Advancing age is not a handicap. It only makes tough western bowhunts so much the sweeter.
By Les Davenport
Some people dread turning 60, but I took the positive route by going bowhunting and celebrated with my biggest mule deer ever.
THIS WAS TOO GOOD to be true! It was late September 2007, the first morning of my mule deer hunt in eastern Wyoming, and I had one of the biggest bucks known to live on this ranch focused in the lenses of my binoculars. Better yet, he was bedded in the shade of a small pine with a rock knoll only 30 yards behind him.
A light wind perfectly favored an approach from the knoll. It was almost 10 a.m., and the sun insistently blanched the white sandstone canyon where the buck looked comfortable and alone. How often does this happen? I thought. Almost never!
IN A SENSE, IT was a birthday present. In July I had turned 60, and feeling no worse for wear, I had booked two hunts -- a moose and mule deer hunt in Utah for early September, and this Wyoming mule deer and antelope hunt for later that same month.
On the Utah hunt, temperatures had reached 90 degrees, making the hunting a bust. But the experience had many redeeming qualities. When I first met my guide Josh Smith, a 24-year-old, college-educated young man full of great humor and tons of energy, I thought, He's too young to have much guiding or hunting experience, and I won't be able to keep up with this grasshopper.
Fortunately, I was wrong on both counts. Each morning, Josh and I rode a Honda quad almost 10 miles to reach mountains on far corners of the ranch. If not for the well-cushioned passenger seat, I'd have quickly felt my age on that rig.
After parking the quad, we proceeded on foot, and climbing to one of several mountain lookouts became routine on this two-week hunt. At 60, I'm active and carry no extra weight, and I found it relatively easy to stay on Josh's heels. As we were climbing one day, Josh stopped in his tracks, turned to me, and offered one of the best compliments of my later life, "I told my boss that if animals were high, there is no way a 60-year-old man could climb the mountains on this ranch. I was wrong. I'm not so sure you're not in better shape than me."
WITH AN AFFIRMATION like that, this Grandpa four times over was feeling eager and confident upon reaching the coulees and canyons in the rolling topography of eastern Wyoming. And this year's Wyoming hunt would be extra special because my wife, Connie, had agreed to go along to try her first rifle hunt for antelope and mule deer. Thus, I allowed myself only three days of archery hunting before she and other ranch hunters pulled out the rifles. The pressure was on!
Although I'd always hoped Connie would take an interest in archery hunting, bows somewhat intimidate her. She had taken many trophy animals on four continents with rifle and muzzleloader, but she had never showed more than reluctant curiosity about bows. Maybe this would be the trip that would change her mind.

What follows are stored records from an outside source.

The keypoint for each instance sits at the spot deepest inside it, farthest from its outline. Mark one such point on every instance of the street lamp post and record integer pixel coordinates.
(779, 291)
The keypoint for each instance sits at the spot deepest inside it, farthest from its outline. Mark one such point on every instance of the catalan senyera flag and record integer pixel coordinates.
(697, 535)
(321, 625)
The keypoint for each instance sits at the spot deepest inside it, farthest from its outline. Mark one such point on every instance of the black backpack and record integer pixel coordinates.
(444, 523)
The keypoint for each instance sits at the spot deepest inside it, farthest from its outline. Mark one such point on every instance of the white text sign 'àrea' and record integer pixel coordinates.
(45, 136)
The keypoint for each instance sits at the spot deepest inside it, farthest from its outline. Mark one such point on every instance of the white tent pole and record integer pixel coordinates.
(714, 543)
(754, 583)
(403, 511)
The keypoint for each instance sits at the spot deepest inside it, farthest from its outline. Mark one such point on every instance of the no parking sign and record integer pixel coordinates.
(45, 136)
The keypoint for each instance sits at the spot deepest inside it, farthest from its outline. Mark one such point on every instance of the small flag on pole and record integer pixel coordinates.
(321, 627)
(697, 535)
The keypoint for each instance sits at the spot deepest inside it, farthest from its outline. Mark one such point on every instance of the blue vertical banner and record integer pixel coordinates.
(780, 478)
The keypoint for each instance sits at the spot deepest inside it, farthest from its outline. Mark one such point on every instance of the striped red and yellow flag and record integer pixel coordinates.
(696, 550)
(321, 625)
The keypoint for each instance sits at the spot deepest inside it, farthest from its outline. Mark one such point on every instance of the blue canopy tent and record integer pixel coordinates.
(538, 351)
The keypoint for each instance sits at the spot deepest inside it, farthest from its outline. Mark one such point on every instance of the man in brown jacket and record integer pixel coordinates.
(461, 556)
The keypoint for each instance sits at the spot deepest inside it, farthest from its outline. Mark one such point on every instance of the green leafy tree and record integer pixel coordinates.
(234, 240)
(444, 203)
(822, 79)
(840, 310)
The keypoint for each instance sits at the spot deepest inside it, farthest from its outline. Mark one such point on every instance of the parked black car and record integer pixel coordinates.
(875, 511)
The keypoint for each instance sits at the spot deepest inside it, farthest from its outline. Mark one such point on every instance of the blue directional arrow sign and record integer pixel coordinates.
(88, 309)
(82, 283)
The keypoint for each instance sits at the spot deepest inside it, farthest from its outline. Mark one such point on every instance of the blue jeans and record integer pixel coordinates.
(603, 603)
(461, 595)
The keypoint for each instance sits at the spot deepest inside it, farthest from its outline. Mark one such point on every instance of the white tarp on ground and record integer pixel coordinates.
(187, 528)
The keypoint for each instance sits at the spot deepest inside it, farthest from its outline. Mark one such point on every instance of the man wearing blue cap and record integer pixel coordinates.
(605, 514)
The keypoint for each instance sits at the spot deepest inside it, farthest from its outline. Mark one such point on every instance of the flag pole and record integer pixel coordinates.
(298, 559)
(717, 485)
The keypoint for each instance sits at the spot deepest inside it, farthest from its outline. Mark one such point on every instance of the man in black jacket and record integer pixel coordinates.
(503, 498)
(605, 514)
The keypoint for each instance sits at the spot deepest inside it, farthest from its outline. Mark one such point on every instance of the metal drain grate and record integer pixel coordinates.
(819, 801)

This was a self-guided hunt, but to acquaint me with the land, ranch manager Tom Bruegger met me at daybreak on the first day. The prior evening, his son, Thompson, had showed us a photo of a buck they called Granddad. This tremendous buck carried a 5x4 rack with brow tines and a cheater point off each G2 fork. As we drove to the far border of the ranch, I asked Tom where Granddad had been seen of late.